Killer Movie was filmed in 21 days. Filming locations included Chambers Hotel in Minneapolis, Minnesota and Withrow Elementary School in Withrow, Minnesota. Some scenes were shot at St. Paul Academy in Saint Paul, Minnesota.

Kaley Cuoco and Paul Wesley have previously appeared together on television series 8 Simple Rules and they are both advocates for The Humane Society. Cuoco described working with Wesley by saying: "I first met Paul when I was 16 and he did an episode of 8 Simple Rules. We filmed Killer Movie three years ago, and he was just as sweet and nice as he was when we met. He's always been hot."

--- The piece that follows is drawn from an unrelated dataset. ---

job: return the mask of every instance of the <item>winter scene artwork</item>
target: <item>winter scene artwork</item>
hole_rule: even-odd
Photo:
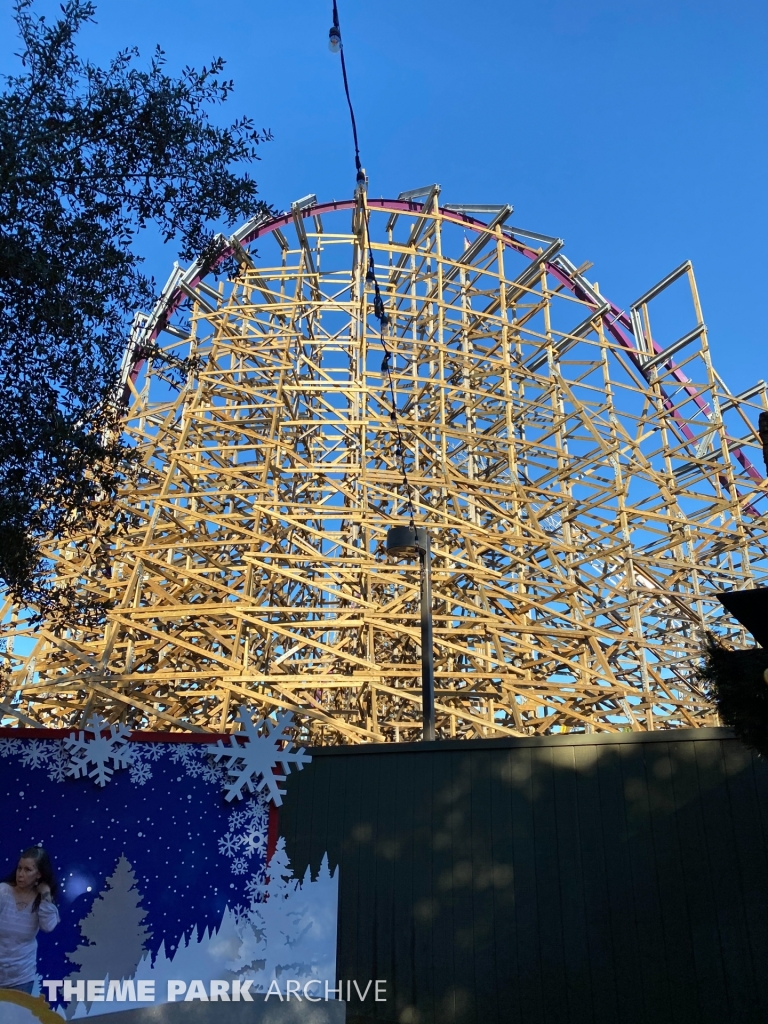
[[[216,743],[98,718],[55,738],[3,730],[1,877],[26,847],[51,857],[61,922],[38,933],[34,994],[59,1020],[136,1006],[78,997],[78,982],[97,980],[122,992],[154,982],[155,1002],[169,982],[214,979],[254,996],[290,979],[333,998],[338,869],[326,858],[316,877],[294,877],[275,828],[282,783],[310,757],[291,743],[290,713],[240,721]],[[73,998],[46,979],[68,981]]]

The film was Jeff Fisher's feature directorial debut. Fisher had previously directed episodes of reality television shows The Simple Life, DanceLife and The Real World. Paul Wesley praised Fisher as "the kind of director I want to work with… cool, smart, supportive and exceptional." Wesley also stated that he "had a great time on Killer Movie… one of the best experiences for me as an actor and I made a lot of great friends."

==Release==
The film originally had a release date in the summer of 2008. It was also released to Video On Demand in winter 2008.

== Reception ==
David Nusair of Reel Film Reviews said the film "suffers from a pervadingly humdrum atmosphere that effectively cements its place as a watchable yet entirely uninvolving horror endeavor."

== Related media ==
Killer Movie: Director's Cut was released on August 27, 2021 in the United States.